# Why kurtosis of a normal distribution is 3 instead of 0

What is meant by the statement that the kurtosis of a normal distribution is 3. Does it mean that on the horizontal line, the value of 3 corresponds to the peak probability, i.e. 3 is the mode of the system?

When I look at a normal curve, it seems the peak occurs at the center, a.k.a at 0. So why is the kurtosis not 0 and instead 3?

Kurtosis is certainly not the location of where the peak is. As you say, that’s already called the mode.

Kurtosis is the standardized fourth moment: If $Z=\frac{X-\mu}{\sigma}$, is a standardized version of the variable we’re looking at, then the population kurtosis is the average fourth power of that standardized variable; $E(Z^4)$. The sample kurtosis is correspondingly related to the mean fourth power of a standardized set of sample values (in some cases it is scaled by a factor that goes to 1 in large samples).

As you note, this fourth standardized moment is 3 in the case of a normal random variable. As Alecos notes in comments, some people define kurtosis as $E(Z^4)-3$; that’s sometimes called excess kurtosis (it’s also the fourth cumulant). When seeing the word ‘kurtosis’ you need to keep in mind this possibility that different people use the same word to refer to two different (but closely related) quantities.

Kurtosis is usually either described as peakedness* (say, how sharply curved the peak is – which was presumably the intent of choosing the word “kurtosis”) or heavy-tailedness (often what people are interested in using it to measure), but in actual fact the usual fourth standardized moment doesn’t quite measure either of those things.

Indeed, the first volume of Kendall and Stuart give counterexamples that show that higher kurtosis is not necessarily associated with either higher peak (in a standardized variable) or fatter tails (in rather similar way that the third moment doesn’t quite measure what many people think it does).

However in many situations there’s some tendency to be associated with both, in that greater peakedness and heavy tailedness often tend to be seen when kurtosis is higher — we should simply beware thinking it is necessarily the case.

Kurtosis and skewness are strongly related (the kurtosis must be at least 1 more than the square of the skewness; interpretation of kurtosis is somewhat easier when the distribution is nearly symmetric.

Darlington (1970) and Moors (1986) showed that the fourth moment measure of kurtosis is in effect variability about “the shoulders” – $\mu\pm\sigma$, and Balanda and MacGillivray (1988) suggest thinking of it in vague terms related to that sense (and consider some other ways to measure it).
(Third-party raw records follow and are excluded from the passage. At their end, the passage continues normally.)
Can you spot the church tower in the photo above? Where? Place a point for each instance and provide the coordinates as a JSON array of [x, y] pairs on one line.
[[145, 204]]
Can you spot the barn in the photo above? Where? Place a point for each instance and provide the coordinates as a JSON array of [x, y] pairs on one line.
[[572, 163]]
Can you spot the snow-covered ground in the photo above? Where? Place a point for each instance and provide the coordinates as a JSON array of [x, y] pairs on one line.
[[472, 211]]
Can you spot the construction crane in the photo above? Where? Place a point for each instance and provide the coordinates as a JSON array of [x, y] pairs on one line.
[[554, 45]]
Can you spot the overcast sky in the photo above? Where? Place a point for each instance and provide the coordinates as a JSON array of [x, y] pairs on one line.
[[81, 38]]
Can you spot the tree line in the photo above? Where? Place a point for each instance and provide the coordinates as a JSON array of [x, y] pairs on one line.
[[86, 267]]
If the distribution is closely concentrated about $\mu\pm\sigma$, then kurtosis is (necessarily) small, while if the distribution is spread out away from $\mu\pm\sigma$ (which will tend to simultaneously pile it up in the center and move probability into the tails in order to move it away from the shoulders), fourth-moment kurtosis will be large.

De Carlo (1997) is a reasonable starting place (after more basic resources like Wikipedia) for reading about kurtosis.
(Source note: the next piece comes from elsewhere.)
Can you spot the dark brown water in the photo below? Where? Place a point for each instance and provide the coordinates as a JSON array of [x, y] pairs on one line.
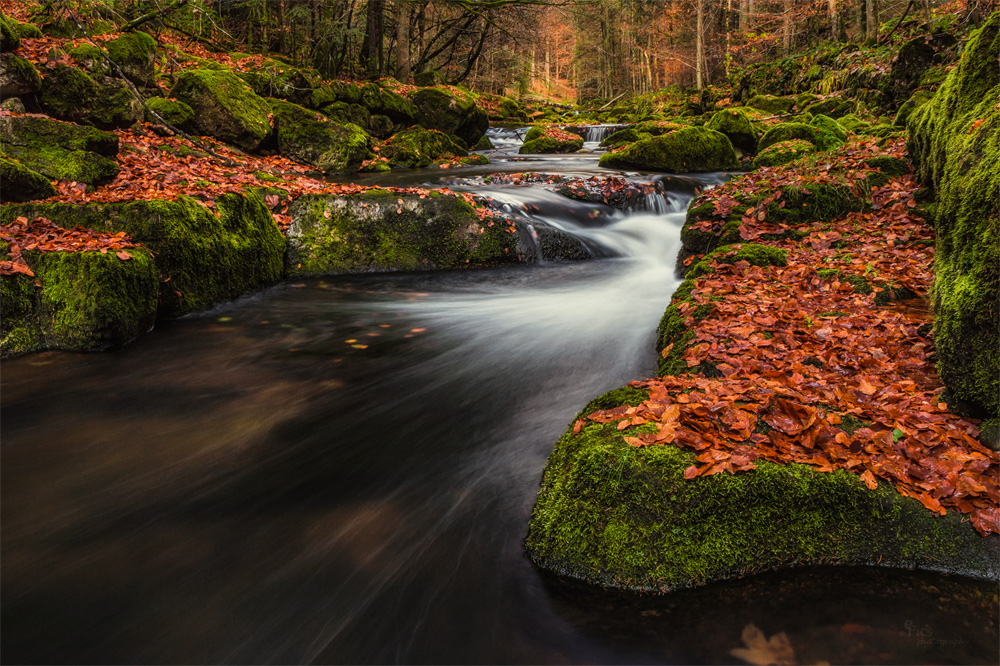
[[341, 470]]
Edit: I see some occasional questioning of whether higher peakedness (values near 0) can affect kurtosis at all. The answer is yes, definitely it can. That this is the case is a consequence of it being the fourth moment of a standardized variable — to increase the fourth moment of a standardized variate you must increase $E(Z^4)$ while holding $E(Z^2)$ constant. This means that movement of probability further into the tail must be accompanied by some further in (inside $(-1,1)$); and vice versa — if you put more weight at the center while holding the variance at 1, you also put some out in the tail.

[NB as discussed in comments this is incorrect as a general statement; a somewhat different statement is required here.]
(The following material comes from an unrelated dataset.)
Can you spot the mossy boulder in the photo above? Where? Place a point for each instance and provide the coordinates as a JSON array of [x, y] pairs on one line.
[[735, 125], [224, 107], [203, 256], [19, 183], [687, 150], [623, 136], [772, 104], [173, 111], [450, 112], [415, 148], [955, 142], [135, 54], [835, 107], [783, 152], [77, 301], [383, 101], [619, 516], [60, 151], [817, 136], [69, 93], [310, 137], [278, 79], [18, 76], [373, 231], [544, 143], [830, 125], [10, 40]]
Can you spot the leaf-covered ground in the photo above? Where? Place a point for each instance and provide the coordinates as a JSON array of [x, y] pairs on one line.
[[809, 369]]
This effect of variance being held constant is directly connected to the discussion of kurtosis as “variation about the shoulders” in Darlington and Moors’ papers. That result is not some handwavy-notion, but a plain mathematical equivalence – one cannot hold it to be otherwise without misrepresenting kurtosis.

Now it’s possible to increase the probability inside $(-1,1)$ without lifting the peak. Equally, it’s possible to increase the probability outside $(-1,1)$ without necessarily making the distant tail heavier (by some typical tail-index, say). That is, it’s quite possible to raise kurtosis while making the tail lighter (e.g. having a lighter tail beyond 2sds either side of the mean, say).

[My inclusion of Kendall and Stuart in the references is because their discussion of kurtosis also relevant to this point.]

So what can we say? Kurtosis is often associated with a higher peak and with a heavier tail, without having to occur wither either. Certainly it’s easier to lift kurtosis by playing with the tail (since it’s possible to get more than 1 sd away) then adjusting the center to keep variance constant, but that doesn’t mean that the peak has no impact; it assuredly does, and one can manipulate kurtosis by focusing on it instead. Kurtosis is largely but not only associated with tail heaviness — again, look to the variation about the shoulders result; if anything that’s what kurtosis is looking at, in an unavoidable mathematical sense.

References

Balanda, K.P. and MacGillivray, H.L. (1988),
“Kurtosis: A critical review.”
American Statistician 42, 111-119.

Darlington, Richard B. (1970),
“Is Kurtosis Really “Peakedness?”.”
American Statistician 24, 19-22.

Moors, J.J.A. (1986),
“The meaning of kurtosis: Darlington reexamined.”
American Statistician 40, 283-284.

DeCarlo, L.T. (1997),
“On the meaning and use of kurtosis.”
Psychol. Methods, 2, 292-307.

Kendall, M. G., and A. Stuart,